Lead researcher Dr. Jeanne Johnston devised a weight loss program with a Second Life interactive weight loss community called Club One Island, and overweight or obese people were recruited to take part in either the virtual program or a conventional, “face-to-face” weight loss program in the read world. Both courses involved four hours a week at meetings, and the participants in both cases were mostly women in their 30s and 40s.

At the end of the 12 weeks, both groups had lost 10 pounds on average. Even more surprisingly, when the participants were surveyed on whether their behavior had changed, the Second Life group appeared to have made more healthy changes in their life — increasing physical activity and eating better. This suggests that they might be able to maintain their weight loss (or even lose more) better than the face-to-face group.

“The virtual world program was at least as beneficial as the face-to-face program, and in some ways, more effective,” said Dr. Johnston. “It has the potential to reach people who normally wouldn’t go to a gym or join a program because of limitations, such as time or discomfort with a fitness center environment.”

It’s an interesting thought — perhaps the anonymity of having an online persona would defuse the intimidation factor of sharing your dieting woes with a bunch of strangers in a weight loss group setting. Adding an online component to a weight loss regime might be a great way for people to meet like-minded individuals in the comfort of their own home. And online communities can be incredibly involved and supportive, some might say even more so than in the cold, cruel world.

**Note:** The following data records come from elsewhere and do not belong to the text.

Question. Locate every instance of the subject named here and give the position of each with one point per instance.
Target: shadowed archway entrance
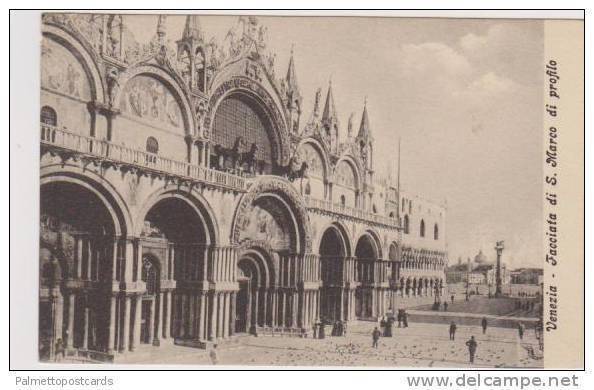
(366, 255)
(334, 300)
(253, 277)
(77, 240)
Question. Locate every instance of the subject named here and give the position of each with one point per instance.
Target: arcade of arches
(183, 217)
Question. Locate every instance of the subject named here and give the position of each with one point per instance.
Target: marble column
(232, 313)
(256, 307)
(85, 344)
(71, 305)
(125, 337)
(137, 320)
(220, 315)
(201, 320)
(112, 325)
(159, 319)
(226, 313)
(212, 331)
(166, 314)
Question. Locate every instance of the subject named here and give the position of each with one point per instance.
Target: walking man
(484, 324)
(376, 333)
(521, 330)
(214, 358)
(471, 344)
(452, 330)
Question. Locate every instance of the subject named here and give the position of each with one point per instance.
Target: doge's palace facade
(186, 198)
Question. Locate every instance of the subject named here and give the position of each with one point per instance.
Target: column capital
(106, 110)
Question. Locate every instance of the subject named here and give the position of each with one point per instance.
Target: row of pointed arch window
(48, 116)
(422, 229)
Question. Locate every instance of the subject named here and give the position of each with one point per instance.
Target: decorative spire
(192, 29)
(365, 128)
(350, 127)
(329, 113)
(291, 78)
(161, 29)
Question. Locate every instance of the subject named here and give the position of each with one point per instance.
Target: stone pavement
(420, 345)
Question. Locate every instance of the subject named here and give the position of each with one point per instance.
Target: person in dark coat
(452, 330)
(60, 351)
(375, 335)
(471, 344)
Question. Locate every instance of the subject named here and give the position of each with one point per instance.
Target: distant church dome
(480, 258)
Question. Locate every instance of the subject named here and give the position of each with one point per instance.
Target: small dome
(480, 258)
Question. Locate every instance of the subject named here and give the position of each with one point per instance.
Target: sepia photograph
(301, 191)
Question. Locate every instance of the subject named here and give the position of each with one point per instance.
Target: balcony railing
(100, 148)
(337, 208)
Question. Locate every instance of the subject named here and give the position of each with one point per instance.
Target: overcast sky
(464, 95)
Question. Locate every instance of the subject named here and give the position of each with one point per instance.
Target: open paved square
(420, 345)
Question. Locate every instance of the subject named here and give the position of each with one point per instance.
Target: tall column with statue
(499, 250)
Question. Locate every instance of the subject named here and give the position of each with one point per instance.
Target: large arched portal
(174, 244)
(76, 258)
(243, 136)
(333, 253)
(271, 222)
(366, 254)
(253, 277)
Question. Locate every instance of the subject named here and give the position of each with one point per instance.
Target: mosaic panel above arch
(148, 99)
(345, 175)
(315, 165)
(62, 72)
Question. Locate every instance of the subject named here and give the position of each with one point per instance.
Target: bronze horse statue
(249, 158)
(291, 172)
(229, 154)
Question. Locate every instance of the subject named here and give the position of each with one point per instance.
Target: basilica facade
(187, 196)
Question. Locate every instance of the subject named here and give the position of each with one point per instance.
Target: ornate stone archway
(254, 90)
(293, 205)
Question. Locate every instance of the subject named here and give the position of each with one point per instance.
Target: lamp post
(499, 250)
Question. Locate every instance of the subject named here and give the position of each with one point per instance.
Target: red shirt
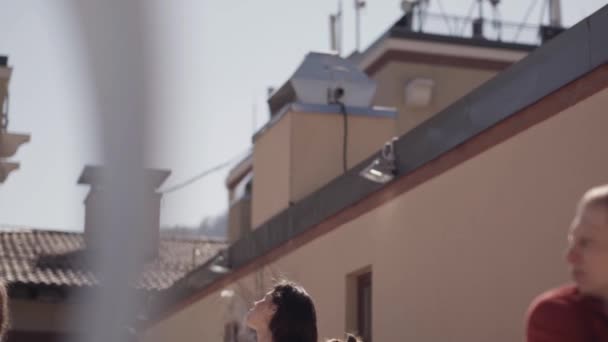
(565, 315)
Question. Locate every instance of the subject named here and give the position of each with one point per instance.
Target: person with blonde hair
(578, 312)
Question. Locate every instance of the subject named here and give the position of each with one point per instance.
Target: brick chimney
(91, 175)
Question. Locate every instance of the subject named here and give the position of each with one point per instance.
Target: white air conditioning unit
(321, 77)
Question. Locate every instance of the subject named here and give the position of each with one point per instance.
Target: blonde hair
(596, 196)
(349, 338)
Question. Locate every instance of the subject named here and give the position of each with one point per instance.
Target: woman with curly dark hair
(285, 314)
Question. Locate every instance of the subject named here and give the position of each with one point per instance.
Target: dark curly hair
(295, 319)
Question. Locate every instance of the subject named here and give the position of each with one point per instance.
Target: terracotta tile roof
(43, 257)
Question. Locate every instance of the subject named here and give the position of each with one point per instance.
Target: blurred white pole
(114, 34)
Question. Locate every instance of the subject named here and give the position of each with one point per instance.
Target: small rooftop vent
(325, 79)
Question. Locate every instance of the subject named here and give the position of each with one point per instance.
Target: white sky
(215, 59)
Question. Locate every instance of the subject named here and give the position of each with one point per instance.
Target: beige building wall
(38, 316)
(304, 151)
(457, 258)
(318, 145)
(270, 187)
(451, 84)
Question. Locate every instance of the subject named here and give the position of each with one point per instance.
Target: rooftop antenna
(335, 30)
(555, 13)
(496, 20)
(478, 22)
(359, 5)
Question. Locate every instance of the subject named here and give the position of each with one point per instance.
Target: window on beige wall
(364, 306)
(359, 303)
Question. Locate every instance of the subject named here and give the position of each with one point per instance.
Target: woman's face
(259, 316)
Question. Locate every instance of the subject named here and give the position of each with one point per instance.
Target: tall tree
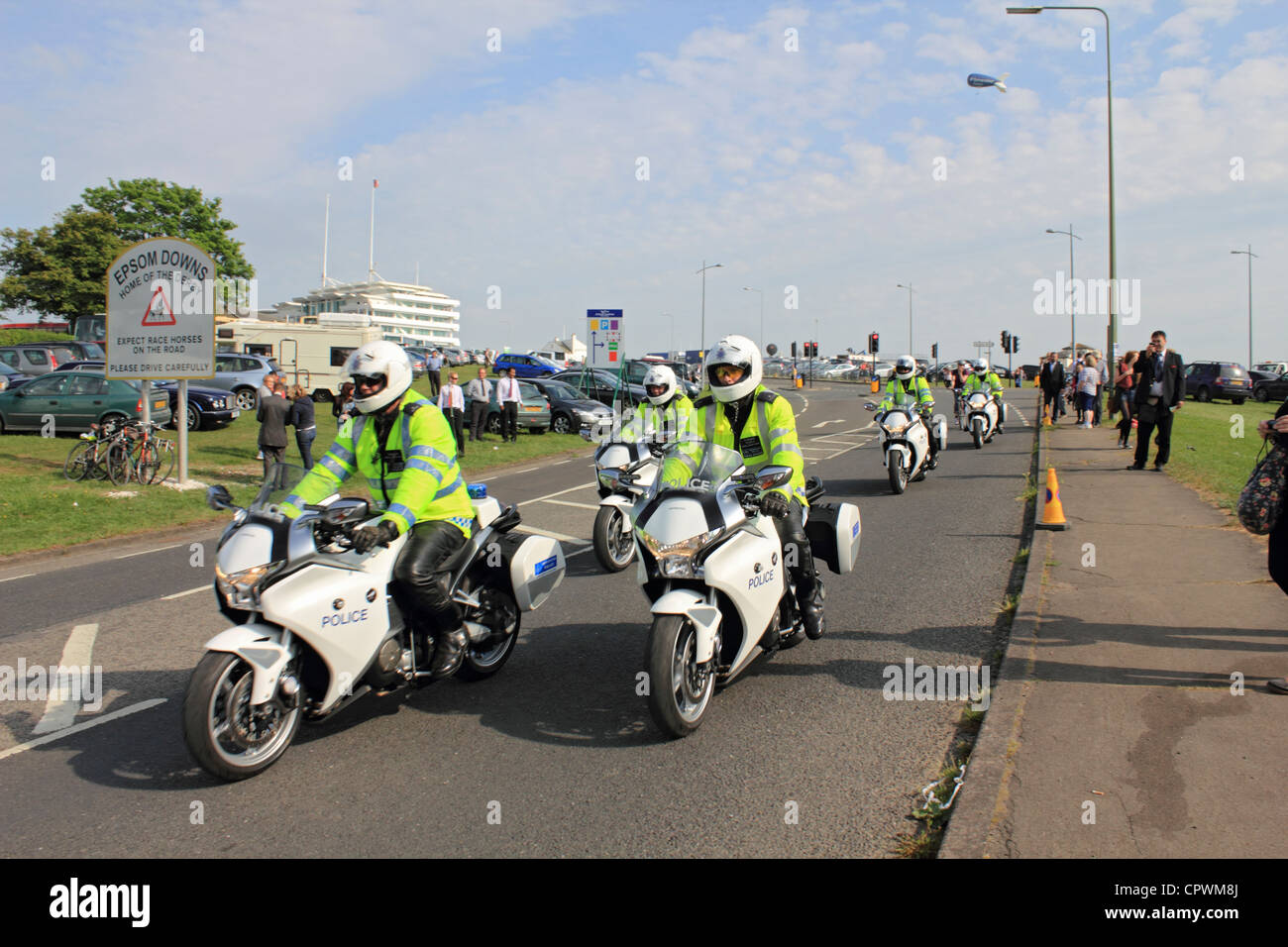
(59, 269)
(149, 208)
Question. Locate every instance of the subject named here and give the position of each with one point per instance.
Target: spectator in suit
(1051, 379)
(1278, 429)
(271, 415)
(481, 394)
(507, 394)
(451, 402)
(1159, 393)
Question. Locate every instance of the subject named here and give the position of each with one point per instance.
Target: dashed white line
(59, 706)
(78, 727)
(159, 549)
(180, 594)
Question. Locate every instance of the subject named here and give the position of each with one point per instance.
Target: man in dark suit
(1159, 393)
(1051, 379)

But do you think a virtual community could really be as effective as meeting with other warm bodies? People who are into Second Life tend to be really into Second Life, so maybe it’s more about the close-knit nature of that community than the effectiveness of online weight loss programs in general.

And wouldn’t there be that temptation to just go to the online health club and never hit the real gym or get any real-world exercise at all?